Práticas ancestrais para viver além da vida física

Viver para sempre também é fazer a nossa parte para garantir que a vida permaneça indo além da morte física

05|02|2024

- Alterado em 05|02|2024

Por Redação

‘Todos nós podemos ser imortais, contanto que cumpramos com competência e alegria a função que nos foi destinada.’

Esta é uma das frases de Mãe Stella de Oxóssi (1925-2018) que mais me emociona. Em um país que ainda mantém em curso um projeto hegemônico e colonial que há séculos gera diversos apagamentos de saberes e tradições, a frase dita pela Iyalorixá nos faz refletir sobre a imortalidade, não somente do corpo, mas também a partir da eternidade presente no encantamento.

O reconhecimento que é dado em vida a muitas personalidades ainda é raro quando se trata de pessoas negras, pardas, indígenas, periféricas ou não acadêmicas. Por isso, celebrar e agradecer pelo que aprendemos com essas pessoas é solenizá-las enquanto estão vivas, como patrimônio imortal e imaterial.

Assim como Mãe Stella, Iyálorixá, escritora e pesquisadora, o pensador, escritor e líder quilombola Nego Bispo, que perdemos no último dia 03 de dezembro de 2023, também nos ensinou sobre a vida além da morte do vigor físico. A primeira vez que tive o privilégio de ver e ouvir Bispo foi em 2016, no Projeto Afro Transcendence, realizado no Red Bull Station. Além de nosso sobrenome em comum, me interessou a fala do mestre quilombola e sua capacidade de refletir as construções humanas junto às conexões naturais em uma cosmovisão onde a natureza e o homem não estão separados, mas coexistem; mais que isso, são um só.

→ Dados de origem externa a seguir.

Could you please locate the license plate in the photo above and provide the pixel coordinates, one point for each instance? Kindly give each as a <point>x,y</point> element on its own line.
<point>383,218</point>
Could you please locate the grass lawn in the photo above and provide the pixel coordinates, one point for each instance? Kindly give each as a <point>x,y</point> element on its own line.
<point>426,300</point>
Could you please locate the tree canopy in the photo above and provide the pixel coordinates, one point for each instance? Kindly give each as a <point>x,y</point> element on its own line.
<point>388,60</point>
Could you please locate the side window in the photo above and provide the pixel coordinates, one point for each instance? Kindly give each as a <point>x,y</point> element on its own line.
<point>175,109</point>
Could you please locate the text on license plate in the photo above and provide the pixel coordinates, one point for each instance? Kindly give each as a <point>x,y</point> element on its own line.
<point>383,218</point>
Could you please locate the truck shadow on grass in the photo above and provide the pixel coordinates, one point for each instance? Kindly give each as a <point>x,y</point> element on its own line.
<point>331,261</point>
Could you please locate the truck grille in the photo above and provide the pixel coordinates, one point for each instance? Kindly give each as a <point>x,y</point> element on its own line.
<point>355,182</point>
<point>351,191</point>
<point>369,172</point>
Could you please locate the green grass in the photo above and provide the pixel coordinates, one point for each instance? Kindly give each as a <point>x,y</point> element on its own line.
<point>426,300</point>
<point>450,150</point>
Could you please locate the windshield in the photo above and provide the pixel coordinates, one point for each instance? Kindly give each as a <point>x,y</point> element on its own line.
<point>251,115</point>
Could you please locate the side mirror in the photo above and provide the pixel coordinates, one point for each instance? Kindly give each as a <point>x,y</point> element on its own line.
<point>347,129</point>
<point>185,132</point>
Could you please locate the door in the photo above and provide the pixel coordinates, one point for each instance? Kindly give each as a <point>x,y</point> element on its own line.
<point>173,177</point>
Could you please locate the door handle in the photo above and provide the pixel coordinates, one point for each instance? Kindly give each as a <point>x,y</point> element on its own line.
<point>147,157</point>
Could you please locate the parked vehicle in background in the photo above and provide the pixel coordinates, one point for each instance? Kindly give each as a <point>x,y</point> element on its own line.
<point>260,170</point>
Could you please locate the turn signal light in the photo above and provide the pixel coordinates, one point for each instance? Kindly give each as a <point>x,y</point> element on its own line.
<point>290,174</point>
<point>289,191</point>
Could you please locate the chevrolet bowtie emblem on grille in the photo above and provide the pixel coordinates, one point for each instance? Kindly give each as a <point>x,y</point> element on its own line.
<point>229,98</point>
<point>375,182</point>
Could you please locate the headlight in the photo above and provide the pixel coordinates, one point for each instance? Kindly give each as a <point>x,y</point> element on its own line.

No trecho do poema feito por Nego Bispo ao povo da Maré, no Rio de Janeiro, há uma grande lição sobre o viver e sua perpetuidade, encantamento e pensamento coletivo: ‘Nós somos o começo, o meio e o começo. Existiremos sempre, sorrindo nas tristezas para festejar a vinda das alegrias.’ E é o pensamento coletivo vivo e circular que faz com que essa celebração dos vivos aconteça, a partir da preservação das memórias e da criação de novos métodos que fazem com que possamos existir sempre, dentro e fora um do outro.

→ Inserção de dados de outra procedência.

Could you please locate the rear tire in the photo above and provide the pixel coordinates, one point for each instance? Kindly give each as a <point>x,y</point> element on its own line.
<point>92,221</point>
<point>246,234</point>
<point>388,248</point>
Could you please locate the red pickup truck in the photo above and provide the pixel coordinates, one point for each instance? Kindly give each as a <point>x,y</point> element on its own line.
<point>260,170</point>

Na periferia de São Paulo (SP), a gravadora e produtora Nebulosa selo, que nasceu com a parceria de Levi Keniata e Wellison Freire, mas que, de modo coletivo, une diversos artistas de regiões periféricas e para além de um selo musical, cria a partir da periferia a continuidade da musicalidade afro-brasileira, em ritmos como samba, funk, samba-rock e rap, trazendo também referências estéticas presentes nas fotografias, produções visuais, shows e outros projetos em que se destaca. A evocação da autoestima através das diversas manifestações artísticas e visuais, a pesquisa musical e a apresentação de referências para os novos públicos garantem a manutenção das práticas ancestrais, o que, nas palavras de Nego Bispo e Mãe Stella, asseguram as eternidades de quem se encanta não somente após adentrar o reino dos mortos.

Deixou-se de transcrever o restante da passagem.